Dating in the elizabethan era
Such a mad marriage never was before.” Petruchio uses such foul behavior in effort to give Kate a taste of her own medicine as a tactic to tame her.
The play then proceeds to a feast which is tradition of the Elizabethan era, the feast wished the couple a long and happy life.
Making the statement “To me she’s married, not unto my clothes.
Could I repair what she will wear in me As I can change these poor accoutrements, ‘Twere well for Kate and better for myself” Again this type of behavior was not traditional of this time, it was extremely contemporary, the time period gives this scene more power being that those ideologies were not accepted yet.

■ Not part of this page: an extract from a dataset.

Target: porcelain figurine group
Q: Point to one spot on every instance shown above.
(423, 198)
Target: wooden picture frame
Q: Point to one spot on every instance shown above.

This done, he took the bride about the neck And kissed her lips with such a clamorous smack.
The Rose was an Elizabethan theatre built in 1587 where many of Shakespeare’s plays were performed, and is thought to be the first public playhouse to stage his work.
However, the Rose began to suffer when The Globe Theatre was built in 1599 by Shakespeare’s own “playing company” (the term for a Renaissance theatre group), which was then called the Lord Chamberlain’s Men (and was later renamed the King’s Men during the Jacobean period).
Two main cultural topics in this play are courtship and weddings.
In this time period courtship was seen as a romantic time period in which ladies of the court would be wood and won over.
In the church everyone would be respectful towards the priest.